If you are considering using a compact to expand your practice, work through this sequence.

  1. Identify your compact based on your license type: PSYPACT for psychologists, the Counseling Compact for LPCs and LMHCs, the Social Work Licensure Compact for social workers.
  2. Confirm your home state is an operational member of that compact, not merely enacted. Use the official compact map, linked on each compact’s page in this guide.
  3. Confirm the state where your client is located is also operational. Both ends must be live for the privilege to apply.
  4. Verify your home state license is active and unencumbered, since the privilege depends on it.
  5. Complete the compact’s specific authorization process, such as the E.Passport and APIT for PSYPACT, or the privilege to practice application for the Counseling Compact.
  6. Confirm continuing education expectations, which generally follow your home state but may carry baseline compact requirements once operational.
  7. Document your authorization and your client’s location verification in your records, the same way you would for any cross-state encounter.

Keep your compact knowledge current

Compact membership and operational status change constantly as states enact legislation and complete implementation. The Wellness Collaborative offers continuing education and resources for clinicians navigating cross-state practice, including ethics and telehealth CE relevant to compact work.

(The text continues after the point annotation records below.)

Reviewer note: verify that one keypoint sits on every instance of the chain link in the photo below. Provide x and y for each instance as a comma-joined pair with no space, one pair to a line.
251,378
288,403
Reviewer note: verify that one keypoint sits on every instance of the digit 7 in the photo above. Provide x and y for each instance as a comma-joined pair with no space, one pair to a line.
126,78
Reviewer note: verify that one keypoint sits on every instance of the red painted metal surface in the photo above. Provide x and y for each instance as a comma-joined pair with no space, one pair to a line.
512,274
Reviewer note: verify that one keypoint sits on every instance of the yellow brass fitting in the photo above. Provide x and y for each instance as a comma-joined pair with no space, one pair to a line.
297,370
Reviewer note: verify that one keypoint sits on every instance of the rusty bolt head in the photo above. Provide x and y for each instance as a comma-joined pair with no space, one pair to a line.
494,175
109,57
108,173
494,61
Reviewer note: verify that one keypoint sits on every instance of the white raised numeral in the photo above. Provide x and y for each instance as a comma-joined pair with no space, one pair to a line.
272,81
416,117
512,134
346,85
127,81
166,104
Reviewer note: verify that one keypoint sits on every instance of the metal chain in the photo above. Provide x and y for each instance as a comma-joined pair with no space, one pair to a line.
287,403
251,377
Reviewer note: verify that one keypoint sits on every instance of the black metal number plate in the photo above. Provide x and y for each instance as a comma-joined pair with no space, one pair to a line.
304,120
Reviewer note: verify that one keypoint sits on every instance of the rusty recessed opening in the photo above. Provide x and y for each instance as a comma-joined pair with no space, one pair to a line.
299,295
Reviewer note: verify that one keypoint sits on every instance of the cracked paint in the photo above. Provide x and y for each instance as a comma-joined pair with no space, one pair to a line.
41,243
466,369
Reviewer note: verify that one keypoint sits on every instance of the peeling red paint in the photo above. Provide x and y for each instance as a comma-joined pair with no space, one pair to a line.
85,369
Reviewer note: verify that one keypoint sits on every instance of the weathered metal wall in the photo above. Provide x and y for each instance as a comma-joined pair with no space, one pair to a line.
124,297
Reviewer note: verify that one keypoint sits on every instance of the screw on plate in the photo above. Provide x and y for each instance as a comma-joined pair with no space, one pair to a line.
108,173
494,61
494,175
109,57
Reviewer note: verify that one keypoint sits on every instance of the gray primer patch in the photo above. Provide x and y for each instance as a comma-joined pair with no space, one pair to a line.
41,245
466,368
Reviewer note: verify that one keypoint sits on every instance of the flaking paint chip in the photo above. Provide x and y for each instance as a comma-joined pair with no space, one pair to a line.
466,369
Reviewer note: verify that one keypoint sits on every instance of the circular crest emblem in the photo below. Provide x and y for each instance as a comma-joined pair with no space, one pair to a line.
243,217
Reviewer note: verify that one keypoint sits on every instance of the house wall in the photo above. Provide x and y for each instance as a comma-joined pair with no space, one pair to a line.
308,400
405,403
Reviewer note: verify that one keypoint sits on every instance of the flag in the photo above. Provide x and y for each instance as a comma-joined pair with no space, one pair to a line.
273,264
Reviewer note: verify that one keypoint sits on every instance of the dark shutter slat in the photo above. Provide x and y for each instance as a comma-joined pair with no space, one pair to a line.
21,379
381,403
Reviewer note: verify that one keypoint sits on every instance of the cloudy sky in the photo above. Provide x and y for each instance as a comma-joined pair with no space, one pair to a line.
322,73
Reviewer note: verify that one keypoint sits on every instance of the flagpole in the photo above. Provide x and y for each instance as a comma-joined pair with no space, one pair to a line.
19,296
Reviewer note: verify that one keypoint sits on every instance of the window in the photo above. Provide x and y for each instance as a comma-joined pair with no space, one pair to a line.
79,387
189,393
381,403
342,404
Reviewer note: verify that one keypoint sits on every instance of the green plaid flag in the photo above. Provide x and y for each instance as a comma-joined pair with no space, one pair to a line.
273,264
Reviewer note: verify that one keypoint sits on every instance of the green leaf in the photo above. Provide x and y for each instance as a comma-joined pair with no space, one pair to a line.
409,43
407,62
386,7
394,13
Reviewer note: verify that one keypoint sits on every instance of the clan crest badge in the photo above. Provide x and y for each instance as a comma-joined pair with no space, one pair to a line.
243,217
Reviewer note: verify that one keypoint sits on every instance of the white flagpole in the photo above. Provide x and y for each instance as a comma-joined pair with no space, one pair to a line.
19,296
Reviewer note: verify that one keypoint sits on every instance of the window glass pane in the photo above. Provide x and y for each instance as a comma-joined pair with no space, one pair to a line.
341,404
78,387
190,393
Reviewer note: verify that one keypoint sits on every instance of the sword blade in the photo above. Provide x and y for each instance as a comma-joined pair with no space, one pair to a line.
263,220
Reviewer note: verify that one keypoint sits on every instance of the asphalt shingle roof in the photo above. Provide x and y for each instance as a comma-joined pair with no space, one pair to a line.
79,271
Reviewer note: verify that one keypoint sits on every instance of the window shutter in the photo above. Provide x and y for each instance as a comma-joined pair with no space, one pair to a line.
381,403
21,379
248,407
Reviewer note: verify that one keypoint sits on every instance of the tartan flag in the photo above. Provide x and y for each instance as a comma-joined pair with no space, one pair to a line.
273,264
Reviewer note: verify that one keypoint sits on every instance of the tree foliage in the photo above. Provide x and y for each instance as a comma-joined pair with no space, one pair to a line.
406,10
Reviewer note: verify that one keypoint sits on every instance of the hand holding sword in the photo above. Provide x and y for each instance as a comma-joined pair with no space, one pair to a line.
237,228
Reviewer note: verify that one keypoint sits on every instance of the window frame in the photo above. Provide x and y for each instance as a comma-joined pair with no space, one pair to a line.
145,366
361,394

Frequently asked questions

Is a compact privilege the same as a license? No. A privilege to practice is a legal authorization tied to your home state license. Your home license remains the anchor, and the privilege depends on it staying active and unencumbered.

Can I practice in any member state automatically once I join a compact? Generally no. You typically apply for a privilege in each remote state where you want to practice, and both your home state and that state must be operational members.

My state passed compact legislation. Can I use the compact now? Not necessarily. Enacted means the legislature passed the law. Operational means the compact’s systems are live and privileges can be issued. Confirm operational status before relying on the compact.

Which compact covers marriage and family therapists? There is no national MFT compact yet. MFTs rely on full licensure in additional states or, where available, telehealth-only registration.

Does a compact change the scope of practice rules I have to follow? No. The client’s state scope of practice and professional regulations still apply. A compact reduces the licensing barrier, not the underlying state law.